I am an avid reader of Legal Mailbag, and your advice has been helpful as I do my job as a principal. For example, I always thought that the First Amendment guaranteed teachers free speech rights, and I was surprised by your recent answer that teachers don’t have a free speech right to talk about politics to students in class. Live and learn.

Just this week, my superintendent called me irate to complain after he read a teacher’s post on Facebook calling him a “lightweight who can’t get out of his own way.” I set my personal feelings aside and told my superintendent that the teacher’s statements were an affront and an outrage. My superintendent was pleased with my show of loyalty, and he told me to think about writing up the teacher for insubordination.

I don’t pretend to understand all the nuances of employee free speech rights, and I need help. This teacher certainly did cross the line here, and I am more than happy to tell him so. But a written reprimand for a Facebook post seems excessive, and I don’t want to lose a grievance. What should I do – counsel this teacher or write him up?

Sincerely,
Weighing Options

Dear Weighing:

How about neither? While teachers don’t have protection under the First Amendment for statements they make “pursuant to duty,” i.e., while doing their jobs, they do have free speech rights when they speak outside of their job duties on matters of public concern.

As noted previously, the free speech rights of public employees are not unlimited. To determine whether speech by a public employee on a matter of public concern is protected under the First Amendment, we must apply the balancing test announced by the United States Supreme Court in Connick v. Myers (U.S. 1983). There, the Court held that the importance of the speech must be balanced against the disruption that the speech may cause.

Apropos of your superintendent’s concern, it may be helpful to consider the factors that the courts have identified in considering whether such speech is disruptive:

  • the need for harmony in the public work place;
  • whether there is a need for a close working relationship between the speaker and the persons who
  • could be affected by the speech;
  • the time, manner, and place of the speech;
  • the context in which the dispute arose;
  • the degree of public interest in the speech; and
  • whether the speech impeded the ability of other employees to perform their duties.

Roberts v.
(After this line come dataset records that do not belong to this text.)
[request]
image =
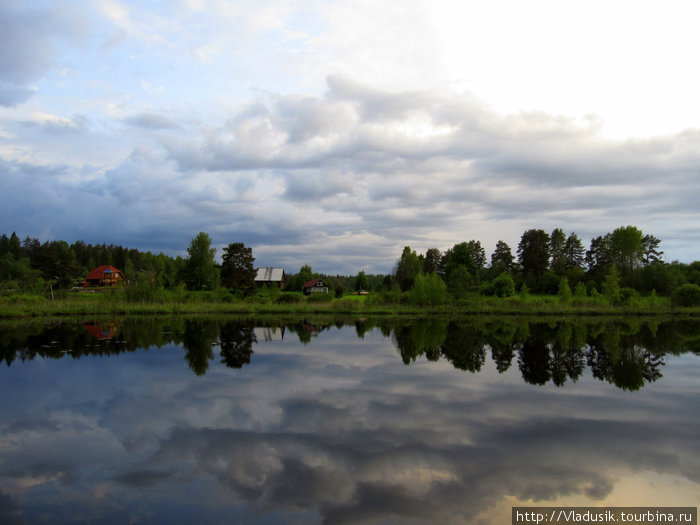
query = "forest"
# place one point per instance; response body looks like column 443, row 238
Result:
column 621, row 266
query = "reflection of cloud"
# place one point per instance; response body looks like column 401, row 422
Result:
column 342, row 430
column 323, row 457
column 142, row 478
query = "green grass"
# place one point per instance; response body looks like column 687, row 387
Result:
column 221, row 302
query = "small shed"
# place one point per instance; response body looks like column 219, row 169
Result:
column 270, row 276
column 104, row 276
column 314, row 286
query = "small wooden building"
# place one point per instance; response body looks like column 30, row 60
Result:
column 314, row 286
column 269, row 276
column 104, row 276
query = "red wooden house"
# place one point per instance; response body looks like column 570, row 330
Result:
column 104, row 276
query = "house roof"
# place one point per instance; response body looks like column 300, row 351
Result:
column 270, row 274
column 311, row 283
column 98, row 273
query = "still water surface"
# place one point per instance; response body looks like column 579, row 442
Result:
column 224, row 421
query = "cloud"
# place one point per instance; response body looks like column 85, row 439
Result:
column 31, row 35
column 151, row 121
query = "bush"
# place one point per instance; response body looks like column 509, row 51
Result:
column 320, row 298
column 628, row 295
column 428, row 289
column 687, row 295
column 503, row 285
column 564, row 291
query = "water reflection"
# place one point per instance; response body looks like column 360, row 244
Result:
column 321, row 422
column 628, row 354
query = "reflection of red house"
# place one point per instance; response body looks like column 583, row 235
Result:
column 100, row 333
column 104, row 276
column 314, row 286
Van Buren Public Schools, 773 F.2d 948 (8th Cir. 1985).

Applying these factors to the teacher’s post on Facebook, Legal Mailbag believes that a court on review would not find that the speech was disruptive. Teachers typically do not have a close working relationship with superintendents, and publication of this criticism of the superintendent would not impede the ability of the teacher or of other employees to do their jobs. Rather, the post was simply the expression of the teacher’s personal opinion, one that would likely have no impact on the operation of the school district. Accordingly, the post should not result in discipline of the teacher.
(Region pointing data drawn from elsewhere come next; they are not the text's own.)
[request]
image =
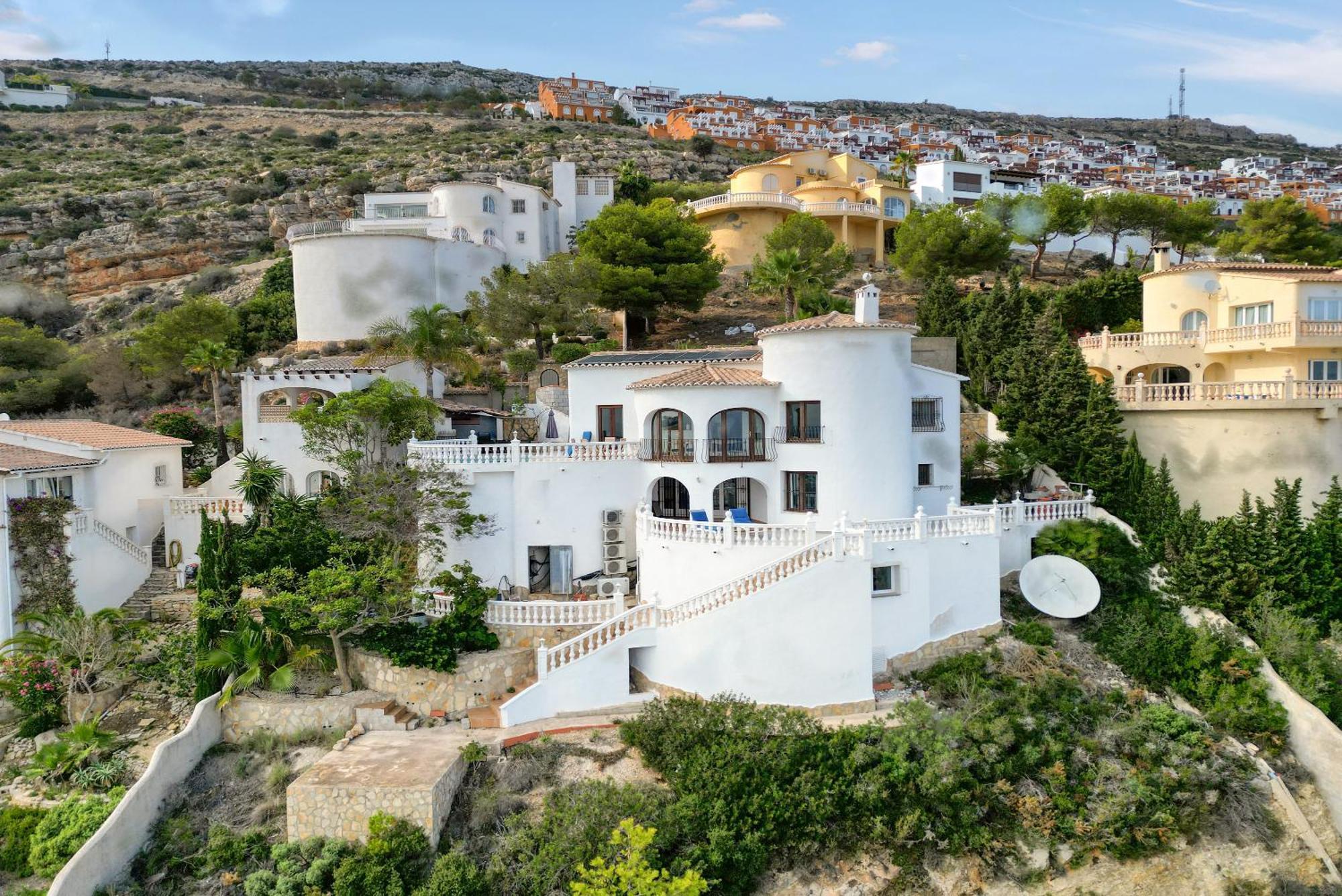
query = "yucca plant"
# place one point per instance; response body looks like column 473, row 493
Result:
column 258, row 657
That all said, your impulse may be to counsel the teacher to think twice about publicly criticizing the superintendent. Don’t do it. By expressing concern through such counseling, you will be giving the teacher a potential claim against you at some point in the future. If the teacher later receives a negative performance evaluation or is transferred, for example, the teacher could point to your conversation as evidence that you didn’t like the teacher’s post and then claim that the poor evaluation or transfer (or whatever) was retaliation for exercising protected constitutional rights. Where employee free speech rights are concerned, sometimes it is better to keep your mouth shut.